Awarded by the Netherlands Organisation for Scientific Research (NWO), the “Veni” grant is targeted at outstanding researchers who have recently obtained their PhD. The grant allows scientists to conduct independent research and develop their ideas for a period of three years. In total, this round saw 1115 submissions by researchers of research projects for funding, 154 of which were ultimately honored. 

The TU/e winners of the Veni call of 2018 are:

Stability and structure in infinite-dimensional spaces

Dr. Rob Eggermont  - Mathematics and Computer Science (prof.dr. Hans Cuypers)

It becomes increasingly important to deal with data structures involving a large number of variables. Eggermont will investigate such structures and show that even as the number of variables increases, the difficulty of analysis does not.

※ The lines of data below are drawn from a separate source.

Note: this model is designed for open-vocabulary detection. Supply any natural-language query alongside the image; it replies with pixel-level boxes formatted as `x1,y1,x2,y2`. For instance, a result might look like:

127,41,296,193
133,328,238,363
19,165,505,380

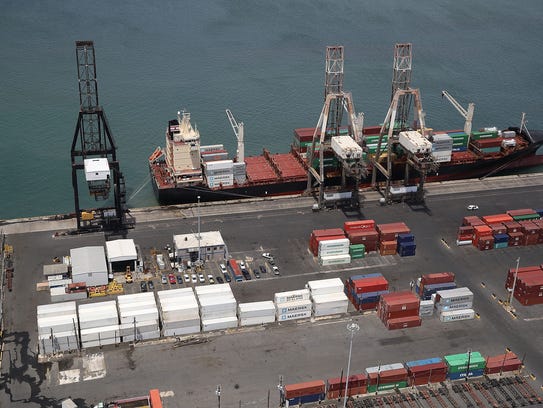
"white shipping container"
273,289,310,304
239,314,275,326
439,309,475,323
162,322,204,337
275,299,313,315
331,136,363,160
202,316,238,332
277,310,311,322
319,254,351,266
306,278,343,295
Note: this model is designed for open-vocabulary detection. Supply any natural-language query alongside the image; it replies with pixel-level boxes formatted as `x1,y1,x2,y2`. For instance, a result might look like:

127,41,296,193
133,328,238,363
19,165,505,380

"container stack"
432,133,454,163
78,300,121,348
273,289,313,322
377,222,414,255
485,351,522,374
344,273,388,310
309,228,345,256
377,291,422,330
319,238,351,266
117,292,160,343
195,285,238,332
326,374,368,399
157,288,200,337
443,351,486,380
415,272,456,300
306,278,349,317
343,220,379,255
37,302,79,354
435,288,475,322
505,265,543,306
366,363,407,392
284,380,326,407
238,300,275,326
419,300,434,318
405,357,447,386
396,234,417,257
204,160,234,188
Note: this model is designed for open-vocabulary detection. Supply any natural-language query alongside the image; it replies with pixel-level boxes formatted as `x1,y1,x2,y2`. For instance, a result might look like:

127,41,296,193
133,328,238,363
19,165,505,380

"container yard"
0,175,543,407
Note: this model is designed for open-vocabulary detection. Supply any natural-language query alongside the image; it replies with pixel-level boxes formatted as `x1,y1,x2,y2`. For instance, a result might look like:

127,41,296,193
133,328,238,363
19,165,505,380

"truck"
228,259,243,282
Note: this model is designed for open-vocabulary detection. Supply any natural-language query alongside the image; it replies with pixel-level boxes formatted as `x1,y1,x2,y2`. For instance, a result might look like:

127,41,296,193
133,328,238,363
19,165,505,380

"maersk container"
439,309,475,323
447,369,485,381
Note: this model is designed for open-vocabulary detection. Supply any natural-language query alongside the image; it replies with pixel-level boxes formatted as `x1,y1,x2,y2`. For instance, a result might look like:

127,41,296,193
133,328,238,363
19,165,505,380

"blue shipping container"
447,369,485,380
405,357,443,367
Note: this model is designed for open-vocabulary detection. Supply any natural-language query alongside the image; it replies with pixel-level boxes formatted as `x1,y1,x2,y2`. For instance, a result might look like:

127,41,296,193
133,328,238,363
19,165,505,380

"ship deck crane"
226,109,245,163
441,90,475,137
70,41,135,232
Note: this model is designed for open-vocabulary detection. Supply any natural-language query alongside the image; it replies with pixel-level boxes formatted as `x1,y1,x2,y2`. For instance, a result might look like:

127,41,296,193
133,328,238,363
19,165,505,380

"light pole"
508,256,520,310
215,384,221,408
343,322,360,408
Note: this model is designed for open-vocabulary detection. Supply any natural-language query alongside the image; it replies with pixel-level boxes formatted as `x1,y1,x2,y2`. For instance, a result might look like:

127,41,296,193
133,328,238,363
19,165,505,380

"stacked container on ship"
306,278,349,317
78,300,121,348
344,272,388,310
195,285,238,332
37,302,79,354
117,292,160,343
157,288,200,337
273,289,313,322
435,288,475,322
238,300,275,326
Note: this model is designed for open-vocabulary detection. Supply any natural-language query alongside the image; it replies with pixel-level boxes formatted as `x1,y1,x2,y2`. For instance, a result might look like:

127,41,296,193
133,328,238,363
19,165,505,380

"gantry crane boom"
226,109,245,163
441,90,475,136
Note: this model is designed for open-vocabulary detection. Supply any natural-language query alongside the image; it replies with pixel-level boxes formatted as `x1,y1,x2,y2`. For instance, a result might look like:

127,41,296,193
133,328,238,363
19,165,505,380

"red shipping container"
284,380,325,399
386,315,422,330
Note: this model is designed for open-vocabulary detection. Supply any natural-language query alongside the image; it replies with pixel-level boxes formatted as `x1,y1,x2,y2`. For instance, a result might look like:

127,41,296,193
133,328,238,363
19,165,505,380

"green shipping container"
368,381,407,392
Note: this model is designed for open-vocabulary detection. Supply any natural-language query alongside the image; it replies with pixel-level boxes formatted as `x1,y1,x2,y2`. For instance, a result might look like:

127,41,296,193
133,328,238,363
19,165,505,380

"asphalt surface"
0,173,543,407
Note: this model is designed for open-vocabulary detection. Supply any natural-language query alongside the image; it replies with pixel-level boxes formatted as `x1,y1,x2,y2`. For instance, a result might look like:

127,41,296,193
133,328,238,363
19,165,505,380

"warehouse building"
70,246,108,286
106,239,138,273
173,231,228,262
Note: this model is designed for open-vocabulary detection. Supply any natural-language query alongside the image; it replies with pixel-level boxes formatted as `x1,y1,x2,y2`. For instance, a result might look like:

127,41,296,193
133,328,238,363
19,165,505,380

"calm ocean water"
0,0,543,219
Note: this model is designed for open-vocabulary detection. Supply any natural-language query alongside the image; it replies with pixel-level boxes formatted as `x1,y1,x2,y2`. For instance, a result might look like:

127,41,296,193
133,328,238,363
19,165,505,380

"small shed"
70,246,108,286
106,239,138,273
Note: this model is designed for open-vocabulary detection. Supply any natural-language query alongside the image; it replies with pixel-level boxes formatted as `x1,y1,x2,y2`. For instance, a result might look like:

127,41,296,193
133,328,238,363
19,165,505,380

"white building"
173,231,228,262
106,239,138,273
70,246,108,286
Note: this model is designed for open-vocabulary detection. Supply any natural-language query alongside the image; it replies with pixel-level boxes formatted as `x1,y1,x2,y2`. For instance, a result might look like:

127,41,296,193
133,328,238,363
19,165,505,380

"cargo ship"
149,107,543,205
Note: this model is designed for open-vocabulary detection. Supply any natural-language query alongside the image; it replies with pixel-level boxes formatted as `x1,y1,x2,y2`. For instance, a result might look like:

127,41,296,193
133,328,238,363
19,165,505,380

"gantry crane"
307,46,366,208
441,90,475,138
226,109,245,163
71,41,134,232
371,44,439,202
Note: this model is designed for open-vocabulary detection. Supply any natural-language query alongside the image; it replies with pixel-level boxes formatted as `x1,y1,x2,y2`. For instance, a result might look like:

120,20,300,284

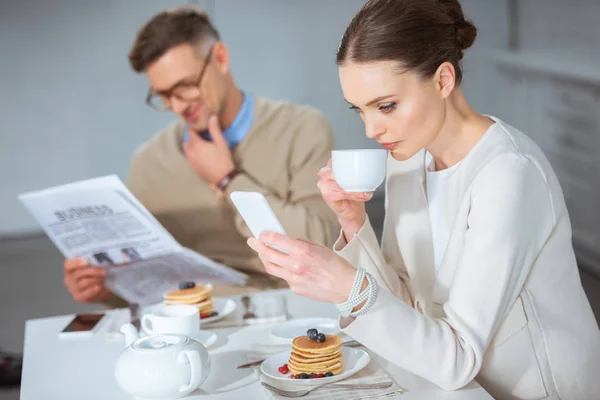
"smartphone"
229,192,287,254
60,313,106,338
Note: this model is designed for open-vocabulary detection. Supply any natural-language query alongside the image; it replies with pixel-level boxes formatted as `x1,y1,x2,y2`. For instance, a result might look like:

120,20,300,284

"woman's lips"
381,142,400,151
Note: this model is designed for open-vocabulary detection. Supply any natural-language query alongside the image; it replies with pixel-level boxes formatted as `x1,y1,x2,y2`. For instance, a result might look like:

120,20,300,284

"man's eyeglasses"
146,47,213,111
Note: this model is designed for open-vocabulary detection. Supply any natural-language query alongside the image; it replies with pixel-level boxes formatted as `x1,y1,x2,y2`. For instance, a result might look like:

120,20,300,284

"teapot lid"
132,334,188,350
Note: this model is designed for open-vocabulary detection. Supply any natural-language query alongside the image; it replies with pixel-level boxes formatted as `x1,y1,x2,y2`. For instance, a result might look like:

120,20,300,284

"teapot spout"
120,323,140,346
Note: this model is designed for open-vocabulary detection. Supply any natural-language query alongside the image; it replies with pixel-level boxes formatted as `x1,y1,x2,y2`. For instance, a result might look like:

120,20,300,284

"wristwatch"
211,168,242,200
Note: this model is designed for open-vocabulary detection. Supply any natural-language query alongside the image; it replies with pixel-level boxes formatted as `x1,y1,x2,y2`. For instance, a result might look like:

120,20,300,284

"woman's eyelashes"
379,102,396,114
350,106,360,114
350,102,397,114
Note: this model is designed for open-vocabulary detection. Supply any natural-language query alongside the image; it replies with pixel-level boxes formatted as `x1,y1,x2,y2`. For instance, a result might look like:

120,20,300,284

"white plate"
190,331,218,348
260,347,371,386
140,329,219,348
142,297,237,329
271,318,340,343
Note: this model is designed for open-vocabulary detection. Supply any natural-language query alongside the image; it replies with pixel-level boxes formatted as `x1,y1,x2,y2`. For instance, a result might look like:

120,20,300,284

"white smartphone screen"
230,192,286,253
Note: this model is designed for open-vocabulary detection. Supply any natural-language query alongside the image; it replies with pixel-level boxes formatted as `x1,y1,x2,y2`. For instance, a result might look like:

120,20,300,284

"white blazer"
335,119,600,400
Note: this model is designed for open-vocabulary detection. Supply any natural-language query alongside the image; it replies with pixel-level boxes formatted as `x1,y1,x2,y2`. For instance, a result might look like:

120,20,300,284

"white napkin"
247,346,405,400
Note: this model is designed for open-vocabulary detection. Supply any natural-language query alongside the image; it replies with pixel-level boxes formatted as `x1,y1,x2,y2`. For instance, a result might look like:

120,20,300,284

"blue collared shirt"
183,92,254,149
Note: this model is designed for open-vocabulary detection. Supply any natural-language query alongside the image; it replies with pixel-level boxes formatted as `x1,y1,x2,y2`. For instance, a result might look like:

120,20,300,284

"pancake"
292,335,342,355
288,363,344,375
163,285,215,317
290,352,342,365
165,296,211,306
288,335,344,375
292,345,342,358
288,358,341,372
163,285,212,302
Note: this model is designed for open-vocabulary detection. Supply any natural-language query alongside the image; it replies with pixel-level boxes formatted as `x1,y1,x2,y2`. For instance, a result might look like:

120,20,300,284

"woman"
249,0,600,399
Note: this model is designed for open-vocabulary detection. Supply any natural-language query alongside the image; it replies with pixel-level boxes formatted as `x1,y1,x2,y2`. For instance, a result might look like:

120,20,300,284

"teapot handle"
177,350,202,393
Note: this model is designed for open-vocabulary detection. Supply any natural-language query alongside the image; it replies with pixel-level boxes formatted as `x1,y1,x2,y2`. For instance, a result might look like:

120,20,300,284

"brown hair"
336,0,477,83
129,7,220,73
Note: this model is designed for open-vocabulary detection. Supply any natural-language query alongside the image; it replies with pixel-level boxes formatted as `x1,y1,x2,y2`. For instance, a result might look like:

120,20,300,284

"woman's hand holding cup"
317,160,373,240
318,149,388,240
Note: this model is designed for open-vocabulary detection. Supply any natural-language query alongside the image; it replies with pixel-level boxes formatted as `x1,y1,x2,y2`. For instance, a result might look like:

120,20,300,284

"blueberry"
179,282,196,290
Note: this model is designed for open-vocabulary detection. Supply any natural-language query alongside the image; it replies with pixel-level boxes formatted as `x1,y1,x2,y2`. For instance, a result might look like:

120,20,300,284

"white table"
21,290,492,400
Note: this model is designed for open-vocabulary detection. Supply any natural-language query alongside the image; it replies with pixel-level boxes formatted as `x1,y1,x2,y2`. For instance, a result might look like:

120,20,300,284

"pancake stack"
288,335,344,377
163,284,215,318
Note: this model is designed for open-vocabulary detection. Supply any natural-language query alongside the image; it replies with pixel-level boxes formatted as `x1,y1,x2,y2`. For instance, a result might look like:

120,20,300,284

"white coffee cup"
141,304,200,335
331,149,388,192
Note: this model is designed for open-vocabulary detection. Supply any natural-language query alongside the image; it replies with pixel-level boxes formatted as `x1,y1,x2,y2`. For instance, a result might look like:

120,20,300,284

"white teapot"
115,324,210,400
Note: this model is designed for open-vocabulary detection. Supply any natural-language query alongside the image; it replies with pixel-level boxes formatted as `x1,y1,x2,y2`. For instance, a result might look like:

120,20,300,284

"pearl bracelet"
335,268,378,317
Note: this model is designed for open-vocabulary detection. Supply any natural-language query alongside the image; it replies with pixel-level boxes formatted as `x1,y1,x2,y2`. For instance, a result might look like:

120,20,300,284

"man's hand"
64,258,111,303
183,115,235,185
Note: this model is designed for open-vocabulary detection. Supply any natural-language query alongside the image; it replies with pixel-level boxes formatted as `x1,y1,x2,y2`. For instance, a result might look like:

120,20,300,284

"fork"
261,382,392,397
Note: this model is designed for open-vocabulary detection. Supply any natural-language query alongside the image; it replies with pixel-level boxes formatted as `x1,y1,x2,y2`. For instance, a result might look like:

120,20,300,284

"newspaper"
19,175,247,306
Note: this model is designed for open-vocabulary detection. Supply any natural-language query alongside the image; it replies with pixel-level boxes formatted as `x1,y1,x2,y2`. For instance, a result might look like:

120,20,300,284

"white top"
425,152,462,275
335,119,600,400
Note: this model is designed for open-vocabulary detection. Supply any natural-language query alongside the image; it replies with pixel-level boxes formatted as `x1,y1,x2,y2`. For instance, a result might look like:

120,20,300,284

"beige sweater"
122,98,339,296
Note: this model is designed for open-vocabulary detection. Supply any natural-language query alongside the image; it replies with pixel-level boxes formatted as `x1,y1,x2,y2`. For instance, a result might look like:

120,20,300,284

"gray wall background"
0,0,600,272
0,0,505,236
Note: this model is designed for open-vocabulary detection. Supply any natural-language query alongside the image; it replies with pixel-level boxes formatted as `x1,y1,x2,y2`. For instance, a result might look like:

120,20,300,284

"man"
64,8,339,305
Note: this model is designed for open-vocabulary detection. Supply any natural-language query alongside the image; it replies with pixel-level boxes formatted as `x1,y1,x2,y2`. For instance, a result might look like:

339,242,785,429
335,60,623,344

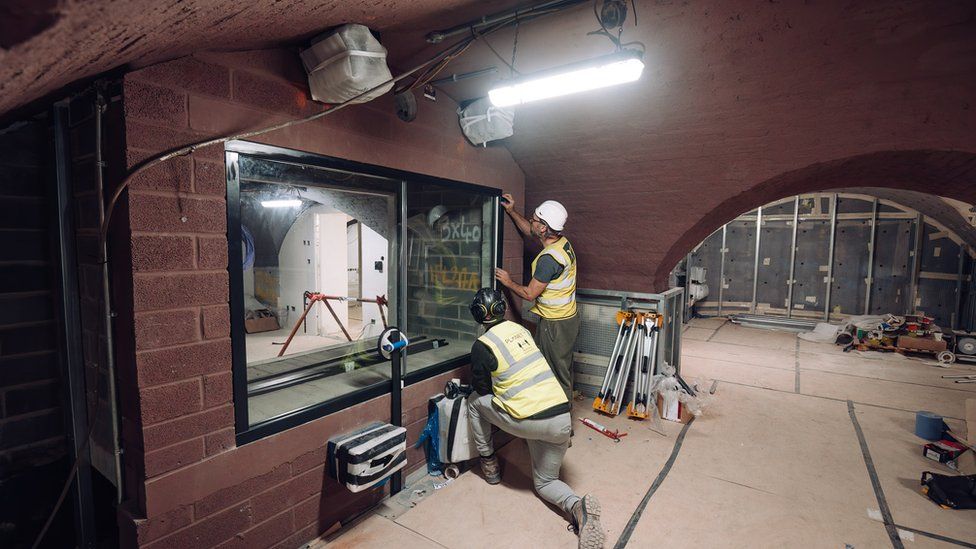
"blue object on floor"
915,410,946,440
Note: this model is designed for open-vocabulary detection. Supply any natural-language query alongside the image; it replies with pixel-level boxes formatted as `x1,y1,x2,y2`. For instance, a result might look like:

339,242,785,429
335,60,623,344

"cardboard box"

Lattices and nearest neighbour searching

Dr. Thijs Laarhoven - Mathematics and Computer Science (prof.dr. Tanja Lange)

Lattices, repeating arrangements of points in space, can be used to describe extraordinary symmetric structures, and lie at the basis of secure digital communication in the age of quantum computers. This research project will explore the remarkable interplay between lattices and techniques from the field of nearest neighbour searching.

Polymer monolayer electronics

Dr. Mengmeng Li – Chemistry ( René Janssen)

Semiconducting polymers are cheap and easy to produce, holding great potential in next-generation electronics. The development of their functional single molecular layer allows for charge transport investigation and realization of bottom-up plastic electronics.

Understanding and controlling the flow of human crowds

Dr. Alessandro Corbetta – Applied Physics (prof.dr. Federico Toschi)

Overcrowding, queues, inefficient visitors’ management: how familiar are they? What if an automatic system could manage in real-time crowd flows improving comfort and safety? This project will leverage automated tracking, modelling and machine learning to advance the understanding of crowd dynamics and bring unprecedented improvements in our daily pedestrian experience. For more information about the research carried out at TU/e on statistic and fluid-dynamics properties of crowds: (

The Artificial Ethicists

Dr. Elizabeth O'Neill – Ethics, moral philosophy ( Anthoine Meijers)

Artificial intelligence (AI) of the future could be better at ethical reasoning than humans. If an AI advised you to modify your most fundamental moral beliefs, is there any context where you should follow its advice? This project examines the practical and philosophical implications of artificial ethicists.

Flexible, fast high-voltage pulses for a better environment

Dr. Tom Huiskamp - Electrical Engineering (prof. Guus Pemen)

By shaping electrical energy into short high-voltage pulses, we can clean air and water and make water disinfecting and nutritious for plants. The researcher will develop a novel, very fast solid-state flexible high-voltage pulse source to significantly boost the robustness, efficiency and controllability of these applications.

Two -dimensional materials as innovative contacts to solar cells

Dr. ir. Bart Macco – Applied Physics ( Erwin Kessels)

Due to their exceptional properties, two-dimensional materials are considered an important new building block for nanoelectronics. In this project, the use of 2D materials will be explored in a very new field: to improve the efficiency-limiting contacts of silicon solar cells in an industrially-viable way.

System for Information-Driven Modeling of Urban Activity-Travel Routines of Generic Households

Dr Soora Rasouli – The Built environment (prof.dr. Harry Timmermans)

Predicting travel demand is a core activity of transportation planning. The current models are becoming increasingly less relevant due to developments such as shared cars and mobility-as-a-service, enabled by ICT. This project aims at developing a prototype of the next generation of travel demand models that incorporates these new developments.